# European Portuguese couple looking for permanent Aussie lifestyle



## mjsilva (May 19, 2011)

Hi there,

Me and my GF/Wife (dunno what to call it anymore after 10yrs together  ) have been speaking in immigrate for a time now, when we look at the map we need to find a place with the weather like Portugal, beaches and a nice life quality.

We rolled out a few places before looking to Australia, here are our thoughts:

*England*: Too rainy, too cold!
*USA*: Crazy country with a lot of weapons and they like too much to be at war, and with the recession they are worst than Europe.
*Canada*: Well... I dunno, I know a couple of Canadians and they are really nice people, but we can't survive without good weather and beaches 
*Other European countries*: Language is definitely a barrier.

So, Australia seems a proper choice, good weather good people and a nice lifestyle.

_What makes us to want to immigrate you ask?_
Well, we are both in late 20's if it's not now, most likely it will never be, we only live once might just get as much experience as possible, living in a different country is definitely a good life experience and a challenge.

*Our professional background:*

*Me:*
I'm an IT guy with a beard and all, I've done a lot in this area starting as a 1 tier Help-desk to 2nd tier, SysAdmin (certificated by Red Hat) and currently I'm a developer (using PHP as main language) and a database annalist I've built a ERP/CMS for a major ISP in Portugal connected with SAP B1 with a dot NET webservice using SAP DIAPI.

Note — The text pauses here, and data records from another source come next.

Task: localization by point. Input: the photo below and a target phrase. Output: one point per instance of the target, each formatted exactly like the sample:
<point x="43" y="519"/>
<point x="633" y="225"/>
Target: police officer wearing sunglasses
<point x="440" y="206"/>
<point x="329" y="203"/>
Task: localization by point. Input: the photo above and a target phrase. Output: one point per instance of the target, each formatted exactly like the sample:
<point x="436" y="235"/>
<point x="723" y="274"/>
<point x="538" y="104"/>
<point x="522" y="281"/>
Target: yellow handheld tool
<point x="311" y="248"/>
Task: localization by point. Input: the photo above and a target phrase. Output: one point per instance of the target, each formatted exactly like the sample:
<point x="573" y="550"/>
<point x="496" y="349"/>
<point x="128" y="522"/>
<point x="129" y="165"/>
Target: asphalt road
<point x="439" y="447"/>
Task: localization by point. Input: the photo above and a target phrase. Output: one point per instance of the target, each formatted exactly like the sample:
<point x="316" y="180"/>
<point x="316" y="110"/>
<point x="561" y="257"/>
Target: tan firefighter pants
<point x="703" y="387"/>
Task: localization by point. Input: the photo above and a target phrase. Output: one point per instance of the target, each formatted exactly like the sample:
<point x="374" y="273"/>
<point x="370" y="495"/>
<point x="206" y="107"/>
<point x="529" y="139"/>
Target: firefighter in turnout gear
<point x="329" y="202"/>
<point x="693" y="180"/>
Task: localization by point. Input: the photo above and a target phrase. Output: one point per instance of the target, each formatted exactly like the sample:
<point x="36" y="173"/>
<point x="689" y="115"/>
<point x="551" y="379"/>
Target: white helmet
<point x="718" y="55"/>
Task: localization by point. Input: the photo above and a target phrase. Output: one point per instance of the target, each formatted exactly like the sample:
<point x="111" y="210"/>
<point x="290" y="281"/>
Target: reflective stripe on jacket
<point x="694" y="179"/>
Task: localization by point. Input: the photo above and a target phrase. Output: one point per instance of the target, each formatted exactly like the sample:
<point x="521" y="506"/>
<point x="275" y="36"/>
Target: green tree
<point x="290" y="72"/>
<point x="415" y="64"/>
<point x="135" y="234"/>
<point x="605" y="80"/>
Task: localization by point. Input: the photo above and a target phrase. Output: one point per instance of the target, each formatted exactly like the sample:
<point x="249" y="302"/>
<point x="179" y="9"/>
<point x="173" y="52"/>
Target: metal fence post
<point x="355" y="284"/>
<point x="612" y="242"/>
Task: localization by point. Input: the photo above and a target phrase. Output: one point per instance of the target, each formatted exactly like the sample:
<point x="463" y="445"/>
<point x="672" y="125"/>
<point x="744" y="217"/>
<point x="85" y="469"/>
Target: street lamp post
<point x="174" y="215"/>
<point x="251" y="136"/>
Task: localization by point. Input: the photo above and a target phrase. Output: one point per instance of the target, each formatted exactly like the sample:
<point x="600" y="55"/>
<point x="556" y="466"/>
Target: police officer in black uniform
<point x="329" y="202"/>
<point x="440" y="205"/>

Technical stuff aside, I have 5 year of experience in several areas of IT.

*She:*
Landscape Architect with 3years of experience with a lot of projects done from begin to end, and a good portfolio.

*The questions (sorry for the delay  ):*
1) What are the chances of Aussies accepting us in their country?

2) How are the jobs offers in our areas, I've looked at seek and at least for IT there's a lot of them, and for Landscape Arq. there's some, how hard is too secure a job with our experience in lets say Sydney?

3) I have two good friends that have double nationality, PT and AU, they are currently living in PT, but thinking in moving to AU, can they help me in any way with the VISA?

4) We've being talking to informationplanet[dot]com to help us getting everything we need, do you know this company, are they trusty? They look/sound trusty at least...

5) We are thinking in getting a student VISA so we can enroll in a English course while we look for a job and a sponsor, anything wrong with this strategy?

Sorry, for the long post I think I got little over enthusiast, and please any wrong English please correct me, I want to learn 

Cheers, and hopefully will see you at beers and barbeque near a pacific ocean beach!


----------